As both types of bots grow in sophistication, here are four predictions:

  1. In the short term at least, template-based systems will remain the safest and most implemented approaches—despite their lack of impressive AI and the reality that they can still feel like “brute force” conversational programming. Like open-context frameworks, template-based systems can keep “state” to allow for conversations and not just one-line zingers, and the most advanced template-based systems can make recommendations based on missing conversations. Some can also confirm if not sure, or pass things off to a real-life human if they get confused or beyond their capabilities. Open-context frameworks might sound “cooler,” but their unpredictability has stumped even Microsoft, which launched a Santa bot that turned naughty in 2007 and then followed up last year with a general chatbot so trainable that users converted it into a racist in less than 24 hours. Not ideal if that’s your customer service bot: if Microsoft can’t yet launch a reliable bot with impressive AI, a bank probably shouldn’t try it.

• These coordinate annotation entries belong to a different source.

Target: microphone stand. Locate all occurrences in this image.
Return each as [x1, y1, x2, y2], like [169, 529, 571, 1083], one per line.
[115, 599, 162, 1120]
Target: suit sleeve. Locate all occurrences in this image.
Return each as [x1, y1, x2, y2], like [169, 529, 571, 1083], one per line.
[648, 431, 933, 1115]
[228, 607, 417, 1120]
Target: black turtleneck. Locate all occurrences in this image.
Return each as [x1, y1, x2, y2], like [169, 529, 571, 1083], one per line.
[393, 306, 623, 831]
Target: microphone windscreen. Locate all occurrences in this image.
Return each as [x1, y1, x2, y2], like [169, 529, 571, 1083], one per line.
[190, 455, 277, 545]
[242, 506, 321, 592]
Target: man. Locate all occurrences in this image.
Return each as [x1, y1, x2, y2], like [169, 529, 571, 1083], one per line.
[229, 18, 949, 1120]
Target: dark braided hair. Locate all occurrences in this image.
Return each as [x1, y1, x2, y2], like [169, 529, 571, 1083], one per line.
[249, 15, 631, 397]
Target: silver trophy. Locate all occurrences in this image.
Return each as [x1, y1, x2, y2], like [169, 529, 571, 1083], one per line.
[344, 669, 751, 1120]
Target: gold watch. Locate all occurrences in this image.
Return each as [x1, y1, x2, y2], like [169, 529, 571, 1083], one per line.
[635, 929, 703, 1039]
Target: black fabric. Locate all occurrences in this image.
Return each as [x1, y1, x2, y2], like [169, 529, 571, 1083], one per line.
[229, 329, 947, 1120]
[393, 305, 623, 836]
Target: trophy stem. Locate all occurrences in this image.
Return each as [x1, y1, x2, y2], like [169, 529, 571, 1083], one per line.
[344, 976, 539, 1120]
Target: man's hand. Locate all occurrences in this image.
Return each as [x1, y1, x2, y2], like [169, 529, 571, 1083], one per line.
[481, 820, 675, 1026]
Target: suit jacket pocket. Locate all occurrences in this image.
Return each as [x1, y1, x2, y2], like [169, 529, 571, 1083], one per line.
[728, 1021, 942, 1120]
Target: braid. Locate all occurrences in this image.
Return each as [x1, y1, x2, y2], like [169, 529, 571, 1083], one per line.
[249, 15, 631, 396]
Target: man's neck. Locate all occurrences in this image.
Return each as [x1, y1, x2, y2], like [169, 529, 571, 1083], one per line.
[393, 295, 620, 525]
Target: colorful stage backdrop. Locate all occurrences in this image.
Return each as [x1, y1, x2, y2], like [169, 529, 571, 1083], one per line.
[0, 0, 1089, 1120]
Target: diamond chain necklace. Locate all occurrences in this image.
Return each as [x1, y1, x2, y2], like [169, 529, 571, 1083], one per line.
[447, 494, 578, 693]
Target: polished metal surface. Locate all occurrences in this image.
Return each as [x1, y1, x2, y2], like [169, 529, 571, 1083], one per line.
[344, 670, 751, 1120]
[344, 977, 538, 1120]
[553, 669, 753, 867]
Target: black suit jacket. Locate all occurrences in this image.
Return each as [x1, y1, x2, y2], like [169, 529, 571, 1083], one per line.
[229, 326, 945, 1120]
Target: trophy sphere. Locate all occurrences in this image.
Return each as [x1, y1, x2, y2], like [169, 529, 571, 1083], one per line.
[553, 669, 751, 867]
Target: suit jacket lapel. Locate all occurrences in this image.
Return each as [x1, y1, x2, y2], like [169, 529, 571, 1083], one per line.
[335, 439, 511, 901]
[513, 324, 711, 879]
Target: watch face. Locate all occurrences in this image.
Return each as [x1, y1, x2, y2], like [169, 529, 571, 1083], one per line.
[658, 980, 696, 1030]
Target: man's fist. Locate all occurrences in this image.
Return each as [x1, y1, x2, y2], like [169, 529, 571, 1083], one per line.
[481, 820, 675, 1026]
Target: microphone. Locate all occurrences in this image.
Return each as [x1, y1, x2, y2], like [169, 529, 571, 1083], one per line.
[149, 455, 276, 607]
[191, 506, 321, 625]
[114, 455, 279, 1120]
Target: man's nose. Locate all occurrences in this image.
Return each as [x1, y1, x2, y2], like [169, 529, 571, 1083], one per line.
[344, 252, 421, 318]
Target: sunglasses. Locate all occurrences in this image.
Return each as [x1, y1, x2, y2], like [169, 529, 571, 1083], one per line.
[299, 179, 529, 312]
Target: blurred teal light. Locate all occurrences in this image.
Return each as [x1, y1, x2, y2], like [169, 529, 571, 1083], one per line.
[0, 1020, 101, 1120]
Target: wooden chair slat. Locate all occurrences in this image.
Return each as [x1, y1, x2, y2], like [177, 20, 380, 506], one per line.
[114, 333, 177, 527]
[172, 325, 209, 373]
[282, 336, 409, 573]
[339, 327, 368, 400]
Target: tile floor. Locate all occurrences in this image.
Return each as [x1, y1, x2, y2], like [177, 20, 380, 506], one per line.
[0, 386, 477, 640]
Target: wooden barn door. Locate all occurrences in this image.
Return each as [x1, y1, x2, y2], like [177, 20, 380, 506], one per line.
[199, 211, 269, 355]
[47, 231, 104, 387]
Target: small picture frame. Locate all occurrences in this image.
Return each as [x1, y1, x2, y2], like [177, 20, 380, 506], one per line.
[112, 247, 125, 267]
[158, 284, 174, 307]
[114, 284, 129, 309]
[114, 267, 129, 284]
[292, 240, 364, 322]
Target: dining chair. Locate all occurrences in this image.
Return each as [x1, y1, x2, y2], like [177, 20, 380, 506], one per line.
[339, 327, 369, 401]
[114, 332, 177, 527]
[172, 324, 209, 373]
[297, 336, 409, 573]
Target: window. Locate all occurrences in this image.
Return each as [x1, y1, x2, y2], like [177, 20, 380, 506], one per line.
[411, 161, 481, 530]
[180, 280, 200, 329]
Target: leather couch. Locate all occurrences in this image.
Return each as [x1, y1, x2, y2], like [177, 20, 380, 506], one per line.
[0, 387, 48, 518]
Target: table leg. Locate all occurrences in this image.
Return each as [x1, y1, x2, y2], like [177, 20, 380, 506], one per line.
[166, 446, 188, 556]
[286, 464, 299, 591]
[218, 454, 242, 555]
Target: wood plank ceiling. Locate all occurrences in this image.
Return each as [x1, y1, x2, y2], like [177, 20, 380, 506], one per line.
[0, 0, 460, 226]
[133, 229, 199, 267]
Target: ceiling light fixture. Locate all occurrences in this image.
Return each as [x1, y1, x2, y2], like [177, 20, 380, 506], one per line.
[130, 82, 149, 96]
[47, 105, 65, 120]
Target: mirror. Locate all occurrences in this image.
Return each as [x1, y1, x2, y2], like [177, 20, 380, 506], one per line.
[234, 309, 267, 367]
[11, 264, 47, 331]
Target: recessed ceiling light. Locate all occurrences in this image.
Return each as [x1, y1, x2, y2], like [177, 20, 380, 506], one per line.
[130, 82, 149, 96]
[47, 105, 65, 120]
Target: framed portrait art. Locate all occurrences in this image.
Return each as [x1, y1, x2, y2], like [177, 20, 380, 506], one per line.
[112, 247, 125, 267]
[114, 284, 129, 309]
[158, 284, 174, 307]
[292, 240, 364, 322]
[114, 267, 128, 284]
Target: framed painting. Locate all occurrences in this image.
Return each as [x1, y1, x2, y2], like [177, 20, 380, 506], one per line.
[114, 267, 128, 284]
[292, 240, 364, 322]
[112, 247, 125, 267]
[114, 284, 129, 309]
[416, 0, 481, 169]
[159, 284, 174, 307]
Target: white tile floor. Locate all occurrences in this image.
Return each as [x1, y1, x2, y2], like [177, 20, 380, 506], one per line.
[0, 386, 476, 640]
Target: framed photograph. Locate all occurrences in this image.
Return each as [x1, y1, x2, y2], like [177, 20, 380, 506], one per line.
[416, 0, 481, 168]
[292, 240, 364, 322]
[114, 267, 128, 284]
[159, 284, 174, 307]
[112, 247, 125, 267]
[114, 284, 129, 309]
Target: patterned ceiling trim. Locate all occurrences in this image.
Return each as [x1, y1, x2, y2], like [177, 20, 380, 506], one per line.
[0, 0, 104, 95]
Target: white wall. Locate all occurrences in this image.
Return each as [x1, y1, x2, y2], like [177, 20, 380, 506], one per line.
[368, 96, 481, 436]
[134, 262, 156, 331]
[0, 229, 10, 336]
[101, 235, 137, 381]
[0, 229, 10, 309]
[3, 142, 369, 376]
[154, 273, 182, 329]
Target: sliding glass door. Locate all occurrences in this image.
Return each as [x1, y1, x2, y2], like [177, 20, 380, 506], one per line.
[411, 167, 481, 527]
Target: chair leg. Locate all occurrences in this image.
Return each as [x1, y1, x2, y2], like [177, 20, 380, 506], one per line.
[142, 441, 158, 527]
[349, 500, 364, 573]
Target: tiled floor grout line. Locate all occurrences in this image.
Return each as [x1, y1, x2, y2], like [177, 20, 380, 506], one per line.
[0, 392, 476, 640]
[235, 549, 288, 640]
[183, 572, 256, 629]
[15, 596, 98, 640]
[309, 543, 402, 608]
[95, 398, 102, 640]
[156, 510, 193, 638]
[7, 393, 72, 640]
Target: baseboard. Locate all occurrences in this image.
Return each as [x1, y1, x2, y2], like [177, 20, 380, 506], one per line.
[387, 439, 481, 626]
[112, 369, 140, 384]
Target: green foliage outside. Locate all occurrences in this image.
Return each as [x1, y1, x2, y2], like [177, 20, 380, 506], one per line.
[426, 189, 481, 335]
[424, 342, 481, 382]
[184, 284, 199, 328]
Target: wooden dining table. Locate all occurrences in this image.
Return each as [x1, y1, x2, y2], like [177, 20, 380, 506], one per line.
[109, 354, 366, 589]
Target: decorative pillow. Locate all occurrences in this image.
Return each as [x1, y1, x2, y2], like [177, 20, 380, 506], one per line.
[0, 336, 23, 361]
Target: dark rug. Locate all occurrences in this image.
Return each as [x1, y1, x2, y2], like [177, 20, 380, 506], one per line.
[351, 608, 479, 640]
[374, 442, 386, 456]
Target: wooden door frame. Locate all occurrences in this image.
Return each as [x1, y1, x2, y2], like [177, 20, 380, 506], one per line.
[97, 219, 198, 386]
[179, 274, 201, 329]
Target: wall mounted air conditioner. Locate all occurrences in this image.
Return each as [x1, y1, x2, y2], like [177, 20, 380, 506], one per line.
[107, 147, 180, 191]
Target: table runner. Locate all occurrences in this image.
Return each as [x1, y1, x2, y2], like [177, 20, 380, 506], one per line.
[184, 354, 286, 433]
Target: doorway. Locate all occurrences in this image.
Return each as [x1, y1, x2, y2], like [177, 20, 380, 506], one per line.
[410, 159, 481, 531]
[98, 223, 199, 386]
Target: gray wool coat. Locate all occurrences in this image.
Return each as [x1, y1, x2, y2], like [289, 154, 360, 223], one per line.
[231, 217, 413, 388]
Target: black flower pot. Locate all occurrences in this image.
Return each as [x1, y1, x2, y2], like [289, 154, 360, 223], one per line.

  2. An ecosystem will quickly mature in which specialty players provide chatbots, chatbot services and related pieces ranging from implementation to specialty vendors to user interface and usability experts. The ecosystem has already started to emerge with fintech chatbot startups specific to customer service, wealth and roboadvising. As another example, Layer focuses on the user experience of customer service agents, rather than the underlying technologies, which could be a human, a bot from one of the big enterprise providers like IBM or Microsoft, a specialty bot from a startup, or all of the above. And implementers are focusing on training or templates and the knowledge management involved. No doubt, this ecosystem will continue to grow and very quickly could get commoditized.
  3. Client reception will overwhelmingly drive chatbot adoption as businesses enter the same “better vs. faster” tug of war that they fought with the onshoring/offshoring of customer service. Remember the angry reception when banks moved help desks overseas? Some improved their offshore help desks; some kept their help desks in North America and treated that as a competitive advantage; and some offered tiered service with different help desk locations for different customers. Similarly, some businesses will boast the best chatbot technology; others will compete by maintaining interactions with humans; and still others will use chatbots to feed customer service agents the right information, as already happens today, when it’s not always easy to arm agents with the right responses. Will customers prefer chatbots if they are faster and more accurate than humans at least for the “easy stuff”? Or will chatbots be implemented poorly enough that they annoy customers? Ultimately, chatbot adoption will depend on how picky we humans are in the level of service we’ll accept and who or what we’ll permit to deliver it.
  4. Combined with the correct oversight and capabilities, bots will become a highly successful compliance tool. Chatbots can easily record all interactions, and they can enforce when and where it’s appropriate to buy new financial products, for example, unlike the humans who are understandably human and pushing to make their sales quotas and keep their jobs. Chatbots can stop client reps from offering certain bank products to clients who have been identified as risky, or from offering high-risk products to clients with a low risk tolerance. They can help insurance companies treat claims differently based on risk profiles, and they can help other corporations that need to consider compliance when interacting with third parties. Chatbots make sense for compliance today, and the more they incorporate information and knowledge about relationships, the better they will help businesses enforce rules and regulations. 

Chatbots get a lot of hype, but they also have risks and limitations. To make the most of them, focus on their most helpful capabilities, provide careful oversight and pay close attention to customer response.